Federal agencies struggle to hire and retain firefighters: NPR


Federal firefighters say they are again facing staffing issues and low morale. Reforms to fix salaries and hire more firefighters have stalled in U.S. agencies — despite promises to Congress.


As climate change intensifies wildfire seasons, federal agencies struggle to hire and retain firefighters. Joe Wertz of Colorado Public Radio reporting.

JOE WERTZ, BYLINE: Hillary Johnson is exactly the type of firefighter the feds need.

HILLARY JOHNSON: It’s busy and outdoors. And I loved the physicality of it. I loved the adrenaline that comes with fighting fires.

WERTZ: Johnson joined the US Forest Service in 2015 and rose through the ranks to become a smoker, an elite class of firefighters who parachute to contain fires in some of the most rugged terrain in the country. But now she’s leaving.

JOHNSON: I went out. Yeah, yesterday was my last day with the Forest Service.

WERTZ: Johnson earned $16 an hour and was a seasonal employee. She worked a lot of overtime to make the low pay worth it.
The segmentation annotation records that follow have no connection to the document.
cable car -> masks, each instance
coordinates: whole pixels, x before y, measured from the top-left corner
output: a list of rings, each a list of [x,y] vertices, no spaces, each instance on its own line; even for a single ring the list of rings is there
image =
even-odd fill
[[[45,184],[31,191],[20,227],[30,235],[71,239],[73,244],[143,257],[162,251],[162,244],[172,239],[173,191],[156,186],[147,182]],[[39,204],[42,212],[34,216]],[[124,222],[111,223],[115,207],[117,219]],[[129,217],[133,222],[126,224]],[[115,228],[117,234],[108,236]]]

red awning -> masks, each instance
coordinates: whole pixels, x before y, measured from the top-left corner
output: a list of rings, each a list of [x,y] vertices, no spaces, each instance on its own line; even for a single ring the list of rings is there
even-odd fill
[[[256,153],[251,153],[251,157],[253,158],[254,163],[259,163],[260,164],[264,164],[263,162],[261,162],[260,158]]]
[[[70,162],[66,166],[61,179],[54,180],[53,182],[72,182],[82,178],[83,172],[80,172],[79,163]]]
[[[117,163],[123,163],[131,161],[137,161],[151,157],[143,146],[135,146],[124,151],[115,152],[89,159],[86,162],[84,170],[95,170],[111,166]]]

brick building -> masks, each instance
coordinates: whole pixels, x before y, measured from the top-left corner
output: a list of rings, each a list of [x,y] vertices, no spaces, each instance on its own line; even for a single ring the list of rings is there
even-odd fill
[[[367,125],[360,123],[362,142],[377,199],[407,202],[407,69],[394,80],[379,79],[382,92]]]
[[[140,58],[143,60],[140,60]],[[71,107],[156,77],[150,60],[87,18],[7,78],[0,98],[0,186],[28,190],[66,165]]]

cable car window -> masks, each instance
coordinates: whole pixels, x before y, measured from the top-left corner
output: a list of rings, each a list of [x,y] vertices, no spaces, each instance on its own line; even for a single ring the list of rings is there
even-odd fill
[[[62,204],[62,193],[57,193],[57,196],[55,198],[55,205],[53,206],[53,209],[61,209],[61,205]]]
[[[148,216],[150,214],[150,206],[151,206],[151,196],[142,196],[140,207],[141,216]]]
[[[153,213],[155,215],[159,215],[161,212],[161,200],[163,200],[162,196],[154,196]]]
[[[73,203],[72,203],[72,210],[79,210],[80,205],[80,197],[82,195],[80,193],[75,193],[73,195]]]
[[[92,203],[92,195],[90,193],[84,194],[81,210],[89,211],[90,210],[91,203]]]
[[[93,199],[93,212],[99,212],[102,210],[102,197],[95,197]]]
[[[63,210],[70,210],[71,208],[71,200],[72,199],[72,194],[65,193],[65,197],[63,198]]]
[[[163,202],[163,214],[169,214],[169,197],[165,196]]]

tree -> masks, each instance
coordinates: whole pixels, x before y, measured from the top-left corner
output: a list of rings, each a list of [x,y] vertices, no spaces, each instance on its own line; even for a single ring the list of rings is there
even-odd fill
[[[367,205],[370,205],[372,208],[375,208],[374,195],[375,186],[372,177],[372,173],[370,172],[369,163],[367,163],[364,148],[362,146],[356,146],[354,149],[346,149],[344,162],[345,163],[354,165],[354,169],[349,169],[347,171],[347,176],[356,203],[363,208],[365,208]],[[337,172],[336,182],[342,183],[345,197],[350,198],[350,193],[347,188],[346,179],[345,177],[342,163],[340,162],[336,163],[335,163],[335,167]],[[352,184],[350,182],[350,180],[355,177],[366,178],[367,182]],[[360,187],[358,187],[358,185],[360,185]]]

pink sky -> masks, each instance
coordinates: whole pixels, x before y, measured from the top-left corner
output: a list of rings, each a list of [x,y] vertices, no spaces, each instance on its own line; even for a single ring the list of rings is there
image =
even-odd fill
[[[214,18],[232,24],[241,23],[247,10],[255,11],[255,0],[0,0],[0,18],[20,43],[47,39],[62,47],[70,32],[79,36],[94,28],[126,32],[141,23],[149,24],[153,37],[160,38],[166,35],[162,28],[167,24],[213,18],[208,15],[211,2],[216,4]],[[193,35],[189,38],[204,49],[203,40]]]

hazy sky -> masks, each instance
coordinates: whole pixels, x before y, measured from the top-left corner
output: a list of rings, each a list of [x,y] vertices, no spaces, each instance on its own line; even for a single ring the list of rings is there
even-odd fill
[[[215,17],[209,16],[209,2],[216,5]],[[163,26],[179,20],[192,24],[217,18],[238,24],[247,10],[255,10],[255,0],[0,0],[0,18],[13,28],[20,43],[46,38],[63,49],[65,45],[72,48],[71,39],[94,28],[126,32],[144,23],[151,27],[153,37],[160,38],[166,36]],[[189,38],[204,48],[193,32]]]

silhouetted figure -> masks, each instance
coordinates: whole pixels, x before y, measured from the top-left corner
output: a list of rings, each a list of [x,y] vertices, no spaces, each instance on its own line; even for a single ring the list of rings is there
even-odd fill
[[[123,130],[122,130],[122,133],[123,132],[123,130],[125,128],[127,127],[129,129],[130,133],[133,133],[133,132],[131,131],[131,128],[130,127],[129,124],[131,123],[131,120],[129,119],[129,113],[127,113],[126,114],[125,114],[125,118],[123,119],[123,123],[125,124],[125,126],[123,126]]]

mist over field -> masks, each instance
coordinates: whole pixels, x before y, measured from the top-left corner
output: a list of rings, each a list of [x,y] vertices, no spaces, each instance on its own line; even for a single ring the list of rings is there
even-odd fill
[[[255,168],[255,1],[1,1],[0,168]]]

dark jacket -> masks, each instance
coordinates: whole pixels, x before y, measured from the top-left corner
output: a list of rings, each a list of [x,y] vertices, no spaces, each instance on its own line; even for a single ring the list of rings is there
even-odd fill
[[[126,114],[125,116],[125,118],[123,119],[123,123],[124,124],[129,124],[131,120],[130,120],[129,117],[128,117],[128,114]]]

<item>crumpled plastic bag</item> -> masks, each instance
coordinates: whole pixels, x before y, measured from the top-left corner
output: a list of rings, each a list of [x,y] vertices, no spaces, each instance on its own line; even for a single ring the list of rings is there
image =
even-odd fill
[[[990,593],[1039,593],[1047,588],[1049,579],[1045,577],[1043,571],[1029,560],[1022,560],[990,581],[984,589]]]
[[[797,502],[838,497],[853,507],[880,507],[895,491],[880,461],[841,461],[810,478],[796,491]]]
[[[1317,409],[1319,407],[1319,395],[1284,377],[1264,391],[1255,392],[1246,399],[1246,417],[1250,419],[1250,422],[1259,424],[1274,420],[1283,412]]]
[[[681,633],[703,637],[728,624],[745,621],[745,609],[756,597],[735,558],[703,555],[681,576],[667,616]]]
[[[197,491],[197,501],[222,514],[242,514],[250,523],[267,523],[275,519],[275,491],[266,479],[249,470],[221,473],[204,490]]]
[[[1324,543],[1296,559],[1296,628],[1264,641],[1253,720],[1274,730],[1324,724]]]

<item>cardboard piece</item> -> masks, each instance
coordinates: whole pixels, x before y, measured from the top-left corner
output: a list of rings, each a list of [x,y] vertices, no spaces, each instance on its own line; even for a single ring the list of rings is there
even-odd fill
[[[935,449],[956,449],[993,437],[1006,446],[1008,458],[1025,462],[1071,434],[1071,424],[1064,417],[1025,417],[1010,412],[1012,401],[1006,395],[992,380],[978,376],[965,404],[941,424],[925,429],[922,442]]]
In a few days she will start a new job as a software developer.

JOHNSON: I thought about it. And I just want a better work-life balance for myself.

WERTZ: To slow the turnover, the Biden administration approved one-time bonuses for firefighters last year. Congress also included $600 million in pay raises and other reforms in the infrastructure bill last year. But these increases…

JOHNSON: None of that came to me. As far as I know, none of this has taken effect yet.

WERTZ: Combine financial and schedule stress with a slow and uncertain career path, add the physical and mental toll, it’s quite a recipe that has led many federal firefighters to leave for more predictable and better paid – or, like Johnson, leave the field altogether. These tensions have been simmering for years among federal firefighters. Magnifying everything is a weather-fueled wildfire season that starts earlier, lasts longer, and grows more intense.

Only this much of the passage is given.